Completamente diversi erano i racconti scarni e pochissimo ornati che il colonnello Greenberg faceva di avvenimenti straordinari. Aveva descritto con tanta precisione il primo atterraggio su Mercurio — al Polo Sud, relativamente temperato — che restava ben poco da aggiungere; ma sorgeva inevitabilmente la domanda: «Quando ci ritorneremo?», seguita altrettanto inevitabilmente dall’altra: «Le piacerebbe ritornarci?».
«Se me lo chiedessero, ci tornerei, naturalmente» rispose Greenberg. «Ma ho l’impressione che con Mercurio sarà un po’’ come con la Luna. Non dimentichiamo che l’uomo mise piede sulla Luna nel 1969, e che non ci ritornò se non dopo trenta o quarant’anni. Comunque, Mercurio non è utile come la Luna… per quanto un giorno non sarà forse così. Non c’è acqua, su Mercurio; naturalmente, nessuno si aspettava di trovare acqua sulla Luna. O, meglio, nella Luna…
«Ho fatto anche un’altra cosa, meno famosa dell’atterraggio su Mercurio, ma forse più importante: la mulattiera di Aristarco.»
«La mulattiera?»
«Già. Quando ancora non c’era l’impianto di lancio del ghiaccio posto sull’equatore lunare, il ghiaccio andava trasportato dalla miniera allo spazioporto del Mare Imbrium. Bisognò costruire una strada che attraversava le pianure laviche e che superava non pochi crepacci. La Strada del Ghiaccio, la chiamavano, e anche se era lunga solo trecento chilometri ci volle più di una vita umana per costruirla…

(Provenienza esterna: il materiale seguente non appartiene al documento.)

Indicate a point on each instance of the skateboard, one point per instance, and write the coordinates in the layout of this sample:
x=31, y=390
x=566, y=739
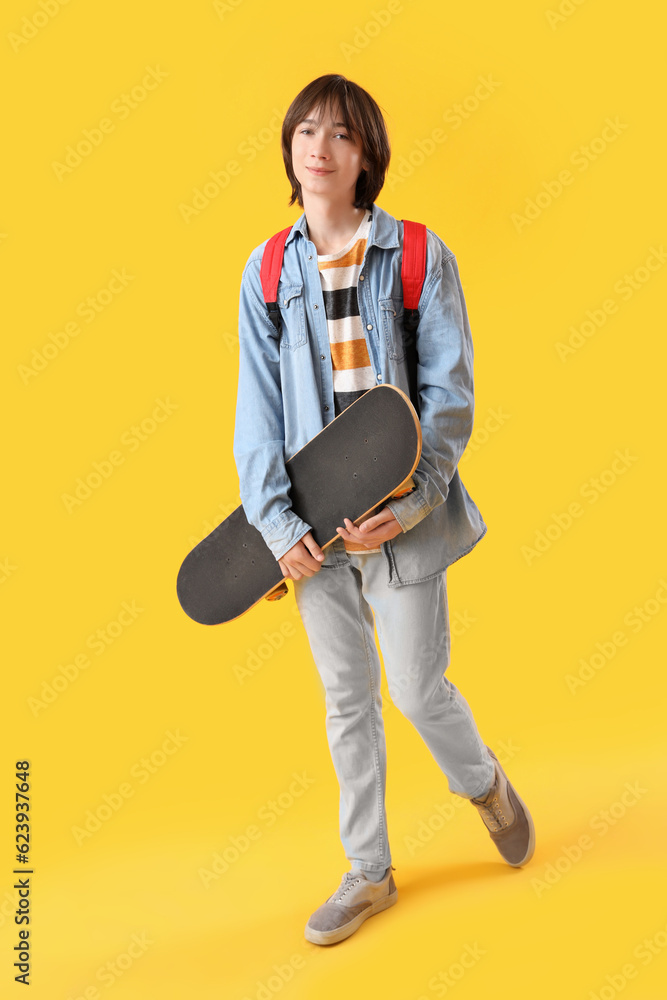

«I «muli» erano trattori a otto ruote con gomme grandissime e sospensioni indipendenti: trainavano una decina di rimorchi, ciascuno dei quali conteneva cento tonnellate di ghiaccio. Si viaggiava per lo più di notte, perché era necessario proteggere il ghiaccio dal calore del sole…
«Io l’ho percorsa parecchie volte. Ci mettevamo sei ore circa. Molto, è vero, ma non eravamo lì per battere i record di velocità. Quindi il ghiaccio veniva messo in grandi serbatoi stagni e si aspettava il giorno. Quando si era tutto sciolto, l’acqua veniva pompata nelle astronavi.
«La Strada del Ghiaccio c’è ancora, naturalmente, ma oggi ci vanno solo i turisti, per lo più di notte, come facevamo noi. Era bellissimo, con la Terra alta nel cielo che dava tanta luce che i fari erano inutili. E malgrado potessimo parlare per radio con i nostri amici ogni volta che ne avevamo voglia, spesso spegnevamo la radio e la mettevamo sull’automatico perché trasmettesse il segnale di okay. Volevamo star soli, in quel gran deserto risplendente… finché il deserto c’era, voglio dire, perché sapevamo che non sarebbe durato.
«Adesso stanno costruendo il Teravolt, l’acceleratore di quark, tutto intorno all’equatore, e il Mare Imbrium e il Mare Serenitatis si stanno riempiendo di cupole. Ma noi l’abbiamo conosciuta l’autentica desolazione lunare, proprio come la videro Armstrong e Aldrin… quando ancora non si potevano comprare le cartoline all’ufficio postale del Mare Serenitatis.»